In the movie, Music and Lyrics, Hugh Grant plays a crusty fallen star, with one shot at reclaiming the limelight: the natural talent of a thwarted writer, played by Drew Barrymore. First things first, I am well aware that I am mixing my Hugh Grants, as the picture above is from Love Actually. (My husband has a bit he calls “every movie Anna loves,” which involves a British accent that makes Dick Van Dyke sound like Prince Charles, and the line “blah, blah, blah, this horrible war is ruining my love life. Oh look, here comes Hugh Grant; let’s have tea.” Okay, he’s not wrong, but I digress.)
Second, rom-coms are a great way to stick a toe back in the romance waters, when it’s time to reclaim that loving feeling…er, reading. In Music and Lyrics, the two unlikely collaborators are tasked with writing a song called “Way Back Into Love.” That phrase stuck in my head when I first thought about what I wanted to cover for this post, and, as much as not-reading does have its benefits, there comes a time when it’s “enough, enough now” and time to get back on with life as normal, in this case, reading romance.

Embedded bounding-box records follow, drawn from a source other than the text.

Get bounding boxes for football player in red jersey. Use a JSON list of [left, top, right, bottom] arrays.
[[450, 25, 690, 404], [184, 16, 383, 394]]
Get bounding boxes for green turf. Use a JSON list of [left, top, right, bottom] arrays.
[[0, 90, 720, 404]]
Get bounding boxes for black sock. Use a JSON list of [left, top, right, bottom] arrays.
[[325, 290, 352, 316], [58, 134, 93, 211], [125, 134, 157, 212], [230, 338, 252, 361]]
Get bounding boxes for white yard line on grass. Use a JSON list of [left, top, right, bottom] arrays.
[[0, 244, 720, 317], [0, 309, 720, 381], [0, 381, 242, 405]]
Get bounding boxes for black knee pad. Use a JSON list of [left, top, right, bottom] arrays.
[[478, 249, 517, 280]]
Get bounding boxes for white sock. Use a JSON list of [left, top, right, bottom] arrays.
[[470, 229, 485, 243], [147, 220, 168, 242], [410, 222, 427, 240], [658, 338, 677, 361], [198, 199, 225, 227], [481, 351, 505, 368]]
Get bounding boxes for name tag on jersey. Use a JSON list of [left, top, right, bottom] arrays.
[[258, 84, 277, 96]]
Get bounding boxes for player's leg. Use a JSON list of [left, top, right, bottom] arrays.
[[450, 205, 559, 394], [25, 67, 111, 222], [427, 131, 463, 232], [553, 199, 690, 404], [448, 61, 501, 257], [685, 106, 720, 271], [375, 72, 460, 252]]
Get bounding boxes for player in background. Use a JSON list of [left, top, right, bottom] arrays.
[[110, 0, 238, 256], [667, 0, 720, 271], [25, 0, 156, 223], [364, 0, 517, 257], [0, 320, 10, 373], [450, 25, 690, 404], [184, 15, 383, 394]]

The way back is different for every reader who walks this path (we’d love to hear about your journeys back to the land of the reading, in the comment section) and, for this reader, this time, it was a trip to the library that will, hopefully, have done the trick. I say “will,” because there is having the books, and having the time to read them, but I want to read them, and that’s half of the battle. Here’s what came home with me, and a little about why:
Small stack, but a likely lot, and each selection sparked my readerly interest in a specific way. Top to bottom, we have the long-awaited sequel to an intensely emotional historical romance that knocked me backwards the first time I read it; a new to me historical romance, with a heroine who spent time in a harem; and a contemporary YA anthology, comprised entirely of first meetings between destined lovers. Feeling the hunger that tingles one’s fingers, the way carrying these home did, is a very good sign that the not-reading days are, thankfully, numbered.
This may, very well, be one of those absence makes the heart grow fonder kind of things, and, if it is, I am totally okay with that. The stack of partially read books I’ve been meaning to get to certainly hopes that it is, because the next float in this parade is usually tearing through any book within arm’s reach, at a ferocious speed, and needing more, more, more.
These selections are excellent re-entries, because they each point me to other books I might like to read, once these are over. The Meredith Duran book is part of another series, as well as tying into my favorite of all of her titles. The Minerva Spencer book is also the first of three, and the anthology is packed full of both authors whose work I already love (and, in several cases, had been starving for a taste, as I’d already gone through their current titles) and some new to me authors, with backlists that will be all new to me. Even if these books don’t do the trick now (though, really, how likely is that?) I’ve picked up the scent, and remembered exactly what it is that keeps me coming back to romance reading, time and again, no matter how many days or weeks the not-reading time might be.
So, dear readers, I turn it now over to you. What’s your go-to way back into love (stories?) Is there a book, author, setting, or trope, that does it for you, every single time? Have a favorite Hugh Grant movie? (I know, not romance novel related, but I’m nosy that way) Want to blabber about something I didn’t cover? Pull up a chair in the comment section and tell us all about it. There’s room for everybody at this table.